Why You Should do a Website Audit at Least Once Per Year
If you own a website, chances are you’ve replaced outdated content. But how often do you do a systematic website audit to ensure that all of your content is current, reliable, and authoritative? How often do you check all the links on your website to make sure they still lead somewhere? How often do you assess each piece of content for its effectiveness in light of your organizational goals and your target consumer base?
If your answer to questions like these is: “Errr,” you might want to consider instituting a yearly website audit to make sure your content is ship-shape and gets updated properly.
What Do You Mean by Website Audit?
A website audit is an assessment of the strengths and weaknesses of your website’s content. Also called a content audit, the goal is to systematically go through all the information on your website in order to improve it.
You can audit for:
- Appropriateness: Is the content appropriate for your target audience?
- Currency: Is the content current or is it outdated?
- Reliability: Is the content reliable when compared to content from competitors? Are you saying anything that might be easily disputed once a consumer is using your product or service? If you’re a non-profit: are you citing information relating to your cause correctly? Is there better information out there from another source?

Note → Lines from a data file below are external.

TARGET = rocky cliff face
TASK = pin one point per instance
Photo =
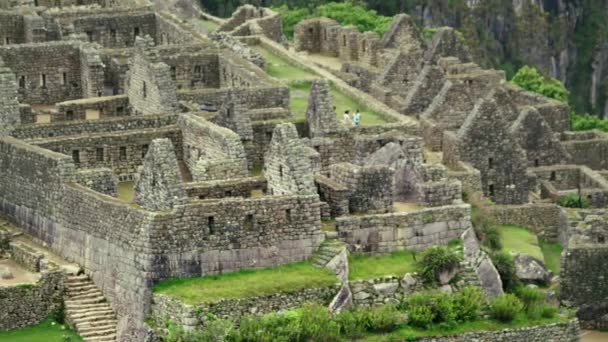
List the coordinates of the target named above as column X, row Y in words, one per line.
column 567, row 39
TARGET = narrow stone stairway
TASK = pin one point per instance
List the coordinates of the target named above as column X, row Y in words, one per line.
column 88, row 311
column 328, row 250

- Authoritativeness: Is the content authoritative? Does it contain information that marks you as a leader in your industry? Or does it make you sound like a newbie?
- SEO: Is the content optimized for key search factors like keyword density, keyword placement, and length?

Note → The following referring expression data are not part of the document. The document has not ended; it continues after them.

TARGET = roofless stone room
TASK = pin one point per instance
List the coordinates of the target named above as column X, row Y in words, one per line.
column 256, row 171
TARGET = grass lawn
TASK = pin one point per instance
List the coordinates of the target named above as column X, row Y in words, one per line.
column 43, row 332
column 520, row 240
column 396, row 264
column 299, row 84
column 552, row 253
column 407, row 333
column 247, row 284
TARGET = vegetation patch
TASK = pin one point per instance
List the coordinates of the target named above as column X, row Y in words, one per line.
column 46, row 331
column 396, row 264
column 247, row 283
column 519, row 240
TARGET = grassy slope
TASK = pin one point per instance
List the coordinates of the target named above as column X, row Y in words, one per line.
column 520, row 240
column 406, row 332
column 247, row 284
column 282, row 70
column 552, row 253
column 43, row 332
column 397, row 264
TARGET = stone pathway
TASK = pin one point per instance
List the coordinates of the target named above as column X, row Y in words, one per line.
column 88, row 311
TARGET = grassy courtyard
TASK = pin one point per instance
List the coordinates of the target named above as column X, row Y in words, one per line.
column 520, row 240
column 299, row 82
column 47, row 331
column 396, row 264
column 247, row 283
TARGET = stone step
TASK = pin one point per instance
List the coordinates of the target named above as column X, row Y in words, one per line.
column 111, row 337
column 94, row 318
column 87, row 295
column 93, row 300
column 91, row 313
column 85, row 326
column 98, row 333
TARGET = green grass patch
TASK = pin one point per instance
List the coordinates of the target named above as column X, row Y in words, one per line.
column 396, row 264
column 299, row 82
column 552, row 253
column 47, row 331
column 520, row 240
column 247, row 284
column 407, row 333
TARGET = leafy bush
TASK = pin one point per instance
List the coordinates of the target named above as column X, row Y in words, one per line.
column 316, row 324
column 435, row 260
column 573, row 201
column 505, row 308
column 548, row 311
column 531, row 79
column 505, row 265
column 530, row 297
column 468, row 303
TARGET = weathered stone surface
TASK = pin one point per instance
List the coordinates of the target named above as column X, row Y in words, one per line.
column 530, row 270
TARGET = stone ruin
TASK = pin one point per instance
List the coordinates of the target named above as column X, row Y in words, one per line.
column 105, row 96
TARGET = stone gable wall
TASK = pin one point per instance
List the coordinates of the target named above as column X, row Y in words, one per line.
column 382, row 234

The overall goal of any website audit is to closely examine your website’s content to ensure that it is the best it can possibly be. Consumers often won’t buy from a poorly maintained website. If you have outdated, inaccurate, or ineffective content on your website, chances are you are not putting your best foot forward online.
How Often Should I Perform a Website Audit?

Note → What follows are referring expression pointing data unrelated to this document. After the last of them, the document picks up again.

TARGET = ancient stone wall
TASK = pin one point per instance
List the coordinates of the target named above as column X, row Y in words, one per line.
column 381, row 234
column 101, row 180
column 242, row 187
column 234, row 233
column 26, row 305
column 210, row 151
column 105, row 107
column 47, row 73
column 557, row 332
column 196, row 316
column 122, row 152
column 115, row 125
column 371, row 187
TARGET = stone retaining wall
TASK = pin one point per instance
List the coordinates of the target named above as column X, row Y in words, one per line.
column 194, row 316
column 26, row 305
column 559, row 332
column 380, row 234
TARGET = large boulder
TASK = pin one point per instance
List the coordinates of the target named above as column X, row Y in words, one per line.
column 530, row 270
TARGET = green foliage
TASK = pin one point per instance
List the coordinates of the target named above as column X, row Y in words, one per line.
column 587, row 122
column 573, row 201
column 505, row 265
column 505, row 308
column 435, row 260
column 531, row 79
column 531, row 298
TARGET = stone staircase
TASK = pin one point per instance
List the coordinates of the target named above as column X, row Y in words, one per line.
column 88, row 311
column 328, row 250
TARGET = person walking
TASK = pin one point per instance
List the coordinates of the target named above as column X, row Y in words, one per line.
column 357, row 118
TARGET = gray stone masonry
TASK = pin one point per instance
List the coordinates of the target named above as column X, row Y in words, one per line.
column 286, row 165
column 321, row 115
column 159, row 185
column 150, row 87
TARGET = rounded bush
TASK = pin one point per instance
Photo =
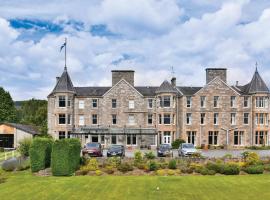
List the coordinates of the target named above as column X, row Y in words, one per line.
column 254, row 169
column 10, row 164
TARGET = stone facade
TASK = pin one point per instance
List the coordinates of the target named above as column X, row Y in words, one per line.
column 216, row 114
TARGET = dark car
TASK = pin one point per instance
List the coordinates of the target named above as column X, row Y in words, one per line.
column 116, row 150
column 92, row 149
column 164, row 150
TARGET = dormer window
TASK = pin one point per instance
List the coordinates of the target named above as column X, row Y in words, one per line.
column 62, row 101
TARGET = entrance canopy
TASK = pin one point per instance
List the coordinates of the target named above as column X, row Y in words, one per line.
column 89, row 130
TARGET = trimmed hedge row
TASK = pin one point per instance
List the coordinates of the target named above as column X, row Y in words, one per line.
column 65, row 158
column 40, row 153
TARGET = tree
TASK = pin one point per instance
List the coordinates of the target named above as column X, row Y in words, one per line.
column 7, row 108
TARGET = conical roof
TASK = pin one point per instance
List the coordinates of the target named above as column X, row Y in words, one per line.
column 257, row 85
column 64, row 83
column 166, row 87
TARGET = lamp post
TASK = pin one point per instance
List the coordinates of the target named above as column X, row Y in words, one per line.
column 227, row 134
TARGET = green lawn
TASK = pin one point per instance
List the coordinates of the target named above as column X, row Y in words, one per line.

This is a question we get asked by a lot of our clients. Our answer is always that it depends on the flow of content within your organization. If you are constantly updating your website, then you probably need to perform an audit every couple months to make sure your content is where it needs to be. If you update your website rarely, then you probably don’t need to audit as often.
Regardless of what type of organization you are, however, you should probably be auditing your website at least once per year. Many members of organizations we’ve worked with or spoken to have confessed that they’ve never done an audit of their website audit or can’t remember the last time they did one. Most people who own websites seem to be in the mode of “putting out fires”: when they notice something is updated, they hurry up and repair it. Other than that, their content goes unchecked.
It’s better to be doing an audit every year, just like preparing your taxes, then not at all.
What Are the Impacts of Not Doing Regular Audits?
The problem is that content that goes unchecked by you can still be seen by consumers. Content that may have been cutting edge a couple years ago might be lagging behind the competition today.
Some of the negative impacts we have detected in client websites that haven’t been audited regularly include:
- Alienation of target consumers due to messaging that doesn’t appeal to the types of people you’re trying to attract
- Falling behind competitors when it comes to customer or donor attraction and retention
- Customer/donor frustration at having content delivered to them that is unreliable or factually inaccurate
- Loss of market position due to appearing less authoritative than a competitor
- Poor showing in search engine results due to missed keyword opportunities or ineffective writing
In other words, it simply doesn’t pay to leave content up too long. In fact, it can cost your organization significant resources in the form of lost revenue, poor customer / donor retention, or poor engagement with potential leads.
Do Yourself a Favor: Schedule Your Next Website Audit Today
If you haven’t done an audit of your website in the last year, or if you have concerns about any of the factors mentioned in this article, set aside time to do an audit of your site before the problems intensify. You owe yourself the peace-of-mind that comes with knowing that visitors to your website will see the most up-to-date content possible.